Cities of a million-plus population are popping up across the developing world, but the foremost market for the prototype here is China, where a massive demographic shift from rural to urban already is underway, requiring hundreds of new cities.

"They come in here and say, 'I'll take one of these,'" said Richard Warmington, the former head of Hewlett-Packard Co.'s Korea operation and a Saratoga, Calif., resident who is president of Chadwick International School, which is setting up a campus in Songdo.


So then who pays for them?
The audacious plan is rising up from former mud flats along the Yellow Sea. Cisco and New York City-based Gale International hope the privately funded $35-billion Songdo project leads to at least 20 similar developments in China, India, Vietnam and other countries in coming years. Much of Songdo will be completed in 2014.

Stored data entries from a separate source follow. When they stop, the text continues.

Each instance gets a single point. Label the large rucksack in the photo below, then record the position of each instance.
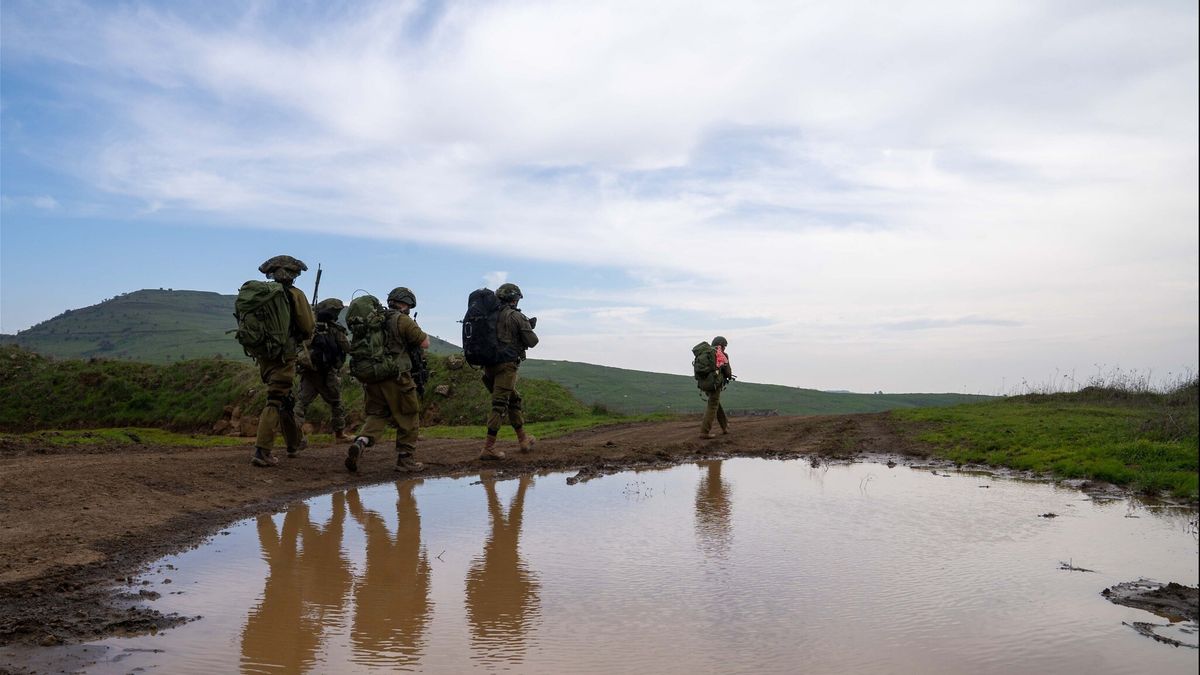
(373, 358)
(324, 352)
(264, 320)
(703, 365)
(480, 340)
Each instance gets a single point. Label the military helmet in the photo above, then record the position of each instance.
(329, 309)
(509, 292)
(402, 294)
(286, 263)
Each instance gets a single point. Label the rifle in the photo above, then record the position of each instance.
(420, 370)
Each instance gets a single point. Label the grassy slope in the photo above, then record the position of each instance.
(42, 393)
(633, 390)
(171, 326)
(1145, 441)
(148, 326)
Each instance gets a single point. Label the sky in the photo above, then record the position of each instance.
(912, 196)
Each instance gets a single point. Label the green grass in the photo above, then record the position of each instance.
(1146, 441)
(123, 436)
(639, 392)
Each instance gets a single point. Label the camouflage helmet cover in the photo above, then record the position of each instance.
(292, 267)
(509, 292)
(329, 308)
(402, 294)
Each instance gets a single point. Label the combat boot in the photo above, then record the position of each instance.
(354, 452)
(490, 451)
(525, 441)
(262, 457)
(295, 451)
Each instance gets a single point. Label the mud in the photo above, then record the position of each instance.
(78, 524)
(1173, 601)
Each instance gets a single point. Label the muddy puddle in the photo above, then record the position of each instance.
(736, 566)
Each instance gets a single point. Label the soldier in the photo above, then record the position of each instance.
(394, 400)
(714, 408)
(328, 352)
(279, 374)
(513, 330)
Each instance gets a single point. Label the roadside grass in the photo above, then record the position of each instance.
(124, 436)
(1143, 440)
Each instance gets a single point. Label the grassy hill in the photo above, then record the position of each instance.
(163, 327)
(148, 326)
(634, 390)
(46, 393)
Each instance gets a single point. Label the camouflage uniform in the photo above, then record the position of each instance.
(515, 332)
(394, 400)
(714, 410)
(324, 383)
(279, 375)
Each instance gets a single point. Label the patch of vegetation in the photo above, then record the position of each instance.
(639, 392)
(192, 395)
(1139, 438)
(121, 436)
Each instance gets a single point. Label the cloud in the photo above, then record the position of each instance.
(827, 168)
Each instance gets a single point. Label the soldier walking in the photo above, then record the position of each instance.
(322, 376)
(723, 375)
(515, 332)
(393, 400)
(280, 372)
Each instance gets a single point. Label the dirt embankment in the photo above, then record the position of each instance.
(76, 523)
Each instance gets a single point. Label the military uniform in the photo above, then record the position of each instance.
(515, 333)
(394, 401)
(714, 410)
(325, 383)
(279, 375)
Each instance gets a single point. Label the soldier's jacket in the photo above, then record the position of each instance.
(403, 332)
(513, 329)
(303, 320)
(341, 335)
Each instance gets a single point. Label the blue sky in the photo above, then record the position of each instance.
(919, 196)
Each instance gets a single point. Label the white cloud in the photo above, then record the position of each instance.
(823, 169)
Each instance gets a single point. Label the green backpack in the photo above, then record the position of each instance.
(703, 363)
(373, 358)
(264, 321)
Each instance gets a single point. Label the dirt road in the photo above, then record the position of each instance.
(77, 523)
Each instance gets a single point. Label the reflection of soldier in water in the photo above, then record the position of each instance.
(502, 593)
(713, 511)
(306, 590)
(391, 602)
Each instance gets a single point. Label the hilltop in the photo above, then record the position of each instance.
(166, 326)
(148, 326)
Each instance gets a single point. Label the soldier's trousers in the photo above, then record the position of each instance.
(502, 382)
(279, 377)
(393, 401)
(325, 384)
(714, 411)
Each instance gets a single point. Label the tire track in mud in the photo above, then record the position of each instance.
(77, 523)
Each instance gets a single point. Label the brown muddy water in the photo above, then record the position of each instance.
(736, 566)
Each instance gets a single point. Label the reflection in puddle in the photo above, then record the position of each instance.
(502, 592)
(725, 566)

A-ha! Privately-funded complete cities! But that's not a full explanation of how things work. China doesn't have any property taxes and cities can't borrow money or issue bonds, so local governments are forced to be creative with regard to raising money. In order to generate revenues local governments are granted public land that they can develop. Such land is used as collateral to borrow from private sources, and those proceeds are spent on infrastructure such as electricity, water, roads and transit. Then the city sells the rights to develop the land, pays off the loans and keeps the rest. So the whole model is built on rapid growth and development funded privately. Often this model works, at least for a while, but there are empty cities such as Ordos and Kangbashi Where the model fails. There are obviously perverse incentives built into this model of local finance, and it is not at all clear how cities will pay for public services and infrastructure maintenance in a few years. One of the incentives is to build really large projects such as complete cities. And as the developer partnered with Cicso points out, the market for these complete cities is pretty big:
"Five hundred cities are needed in China; 300 are needed in India," said Gale, an exuberant, arm-waving developer who believes Songdo will be his legacy.